In other words, notwithstanding FDA’s previous buprenorphine NDA approvals, Purdue took the position that the ‘571 patent covering BUTRANS is eligible for a PTE because the drug product contains a different active ingredient (i.e., buprenorphine base) and has different properties that warranted separate patenting and separate FDA NDA approval (i.e., a different regulatory review period).
In June 2012, FDA sent a letter to the PTO stating that the Agency’s records “indicate that BUTRANS does not represent the first permitted commercial marketing or use of the product, as defined under 35 U.S.C. § 156(f)(1).” And in a separate PTE matter, the PTO rejected arguments similar to those raised by Purdue with respect to dicta in the PhotoCure decision (see our previous post here).
Given these events, Purdue took a different tack. In a February 28, 2014 supplemental PTE submission, the company argued that BUTRANS does not contain buprenorphine base, but rather buprenorphine levulinate. If that were the case, then the ‘571 patent would be eligible for a PTE, because FDA has not previously approved an application under FDC Act § 505 for a drug product containing buprenorphine levulinate, or a salt or ester of buprenorphine levulinate. However, FDA’s March 28, 2016 letter to the PTO rejects this approach:
Purdue’s position is extraordinary. Essentially it argues that the submissions that it made to obtain approval of this NDA, which asserted and presented evidence that the active ingredient of the drug was buprenorphine, were false. Moreover, Purdue’s position would mean that the drug product that it has been marketing is misbranded because its labeling fails to bear the proportion and quantity of what Purdue now claims to be the active ingredient, buprenorphine levulinate. . . .

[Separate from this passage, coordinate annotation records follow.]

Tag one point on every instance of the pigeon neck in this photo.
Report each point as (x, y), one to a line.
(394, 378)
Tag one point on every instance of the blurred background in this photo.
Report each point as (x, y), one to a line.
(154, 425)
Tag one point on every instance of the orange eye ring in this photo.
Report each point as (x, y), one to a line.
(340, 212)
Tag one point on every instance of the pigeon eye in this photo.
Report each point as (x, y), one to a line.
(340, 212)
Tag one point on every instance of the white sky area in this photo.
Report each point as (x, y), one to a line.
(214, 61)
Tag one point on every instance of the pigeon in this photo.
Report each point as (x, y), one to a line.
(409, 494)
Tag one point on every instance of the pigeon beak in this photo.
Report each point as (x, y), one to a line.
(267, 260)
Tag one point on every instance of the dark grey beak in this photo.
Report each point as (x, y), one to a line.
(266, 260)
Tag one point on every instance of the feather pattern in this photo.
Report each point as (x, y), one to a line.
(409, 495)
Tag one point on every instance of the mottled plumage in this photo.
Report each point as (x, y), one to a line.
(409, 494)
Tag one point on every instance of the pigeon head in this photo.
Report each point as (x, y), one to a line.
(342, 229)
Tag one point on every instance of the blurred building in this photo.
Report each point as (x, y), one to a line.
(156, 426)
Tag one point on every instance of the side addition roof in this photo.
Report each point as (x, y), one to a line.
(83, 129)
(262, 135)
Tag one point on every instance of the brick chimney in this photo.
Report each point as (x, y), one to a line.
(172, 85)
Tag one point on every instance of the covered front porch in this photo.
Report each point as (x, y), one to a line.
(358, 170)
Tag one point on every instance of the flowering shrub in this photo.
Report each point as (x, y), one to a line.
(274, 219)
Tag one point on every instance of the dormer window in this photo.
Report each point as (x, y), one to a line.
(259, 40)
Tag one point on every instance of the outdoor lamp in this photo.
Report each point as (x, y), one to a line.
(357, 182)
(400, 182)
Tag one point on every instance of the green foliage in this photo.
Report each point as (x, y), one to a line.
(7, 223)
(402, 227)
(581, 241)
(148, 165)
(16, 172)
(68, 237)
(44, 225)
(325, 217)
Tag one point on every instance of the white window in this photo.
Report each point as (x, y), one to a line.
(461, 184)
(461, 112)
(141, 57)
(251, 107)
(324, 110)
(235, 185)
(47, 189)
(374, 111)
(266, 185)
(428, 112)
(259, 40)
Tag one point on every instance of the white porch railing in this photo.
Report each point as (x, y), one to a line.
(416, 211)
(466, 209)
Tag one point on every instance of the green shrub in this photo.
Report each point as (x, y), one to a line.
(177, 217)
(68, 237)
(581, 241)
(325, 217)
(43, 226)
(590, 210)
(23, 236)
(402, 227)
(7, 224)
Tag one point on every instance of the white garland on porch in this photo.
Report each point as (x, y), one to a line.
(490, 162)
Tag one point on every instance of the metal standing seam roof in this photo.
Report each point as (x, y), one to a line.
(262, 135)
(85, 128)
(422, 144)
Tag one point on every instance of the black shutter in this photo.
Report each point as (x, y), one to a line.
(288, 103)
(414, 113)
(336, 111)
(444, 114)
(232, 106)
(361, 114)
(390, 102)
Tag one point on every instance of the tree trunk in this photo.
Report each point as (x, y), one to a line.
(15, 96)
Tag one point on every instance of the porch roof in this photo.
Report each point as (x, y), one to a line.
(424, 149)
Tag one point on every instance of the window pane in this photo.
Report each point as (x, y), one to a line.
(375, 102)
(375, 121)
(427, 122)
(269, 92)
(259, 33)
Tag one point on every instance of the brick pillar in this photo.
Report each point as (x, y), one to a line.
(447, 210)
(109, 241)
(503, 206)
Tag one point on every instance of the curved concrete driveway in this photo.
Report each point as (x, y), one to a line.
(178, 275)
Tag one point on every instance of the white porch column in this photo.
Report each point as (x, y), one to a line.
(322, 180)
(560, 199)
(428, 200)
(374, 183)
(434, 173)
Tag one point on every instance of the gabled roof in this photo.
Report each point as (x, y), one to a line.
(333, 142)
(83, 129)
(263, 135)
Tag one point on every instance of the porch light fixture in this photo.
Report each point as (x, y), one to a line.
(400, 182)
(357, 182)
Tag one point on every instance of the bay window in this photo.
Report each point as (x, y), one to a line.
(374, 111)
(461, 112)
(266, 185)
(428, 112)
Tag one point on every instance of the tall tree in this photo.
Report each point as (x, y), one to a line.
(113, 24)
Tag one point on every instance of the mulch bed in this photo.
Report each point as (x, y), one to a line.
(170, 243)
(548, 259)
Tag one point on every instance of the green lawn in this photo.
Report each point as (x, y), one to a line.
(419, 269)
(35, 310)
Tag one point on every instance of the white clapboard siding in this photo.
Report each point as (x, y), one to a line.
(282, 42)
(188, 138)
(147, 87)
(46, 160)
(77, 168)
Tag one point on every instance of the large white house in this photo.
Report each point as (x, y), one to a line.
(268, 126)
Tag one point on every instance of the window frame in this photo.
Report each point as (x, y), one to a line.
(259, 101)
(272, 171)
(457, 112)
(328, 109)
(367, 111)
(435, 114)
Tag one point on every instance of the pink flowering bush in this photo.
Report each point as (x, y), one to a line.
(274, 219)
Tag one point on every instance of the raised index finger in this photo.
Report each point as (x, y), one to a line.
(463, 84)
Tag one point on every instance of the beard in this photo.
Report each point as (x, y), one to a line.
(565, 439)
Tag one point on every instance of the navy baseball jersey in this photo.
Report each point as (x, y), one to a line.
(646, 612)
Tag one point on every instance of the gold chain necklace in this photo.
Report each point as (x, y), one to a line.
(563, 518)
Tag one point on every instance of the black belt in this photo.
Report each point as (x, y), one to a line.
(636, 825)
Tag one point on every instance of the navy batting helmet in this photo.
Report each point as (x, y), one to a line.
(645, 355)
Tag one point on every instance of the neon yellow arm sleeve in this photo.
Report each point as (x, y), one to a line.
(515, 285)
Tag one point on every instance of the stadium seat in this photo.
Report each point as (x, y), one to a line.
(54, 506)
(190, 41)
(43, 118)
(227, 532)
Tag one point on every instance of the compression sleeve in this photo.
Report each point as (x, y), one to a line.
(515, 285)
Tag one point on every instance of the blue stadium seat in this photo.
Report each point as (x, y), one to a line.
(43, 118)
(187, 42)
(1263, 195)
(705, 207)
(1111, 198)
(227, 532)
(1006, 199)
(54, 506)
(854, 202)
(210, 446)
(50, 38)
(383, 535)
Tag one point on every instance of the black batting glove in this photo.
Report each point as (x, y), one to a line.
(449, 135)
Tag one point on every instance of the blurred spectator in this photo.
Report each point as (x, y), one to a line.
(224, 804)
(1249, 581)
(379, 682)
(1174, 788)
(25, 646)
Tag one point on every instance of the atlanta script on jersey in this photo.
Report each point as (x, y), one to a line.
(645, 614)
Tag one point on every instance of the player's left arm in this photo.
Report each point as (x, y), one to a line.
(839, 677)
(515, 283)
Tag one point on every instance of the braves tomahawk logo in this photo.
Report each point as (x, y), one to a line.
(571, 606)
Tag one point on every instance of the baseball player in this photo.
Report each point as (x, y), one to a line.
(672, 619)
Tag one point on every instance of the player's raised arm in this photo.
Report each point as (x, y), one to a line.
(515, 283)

Purdue has not submitted sufficient evidence to demonstrate that buprenorphine levulinate, a salt form of buprenorphine, is formed in the adhesive matrix of the Butrans Transdermal Delivery System (TDS). . . . [Purdue’s nuclear magnetic resonance] experiments show, at best, that there is an interaction between buprenorphine and levulinic acid in chloroform, which is likely to occur for any given organic acid and organic base if present in a solvent environment like chloroform under soluble conditions. For example, any combination of the ingredients in Butrans could hypothetically produce interactions leading to other undefined substances in the matrix. While theoretically salts can be formed in situ, there is no evidence of this actually occurring in the TDS adhesive matrix.
With FDA’s position in hand, we expect that the PTO will, in due course, issue a determination that the ‘571 patent is ineligible for a PTE. Once that decision becomes final, Purdue could abandon further efforts to obtain a PTE, or fight on in court.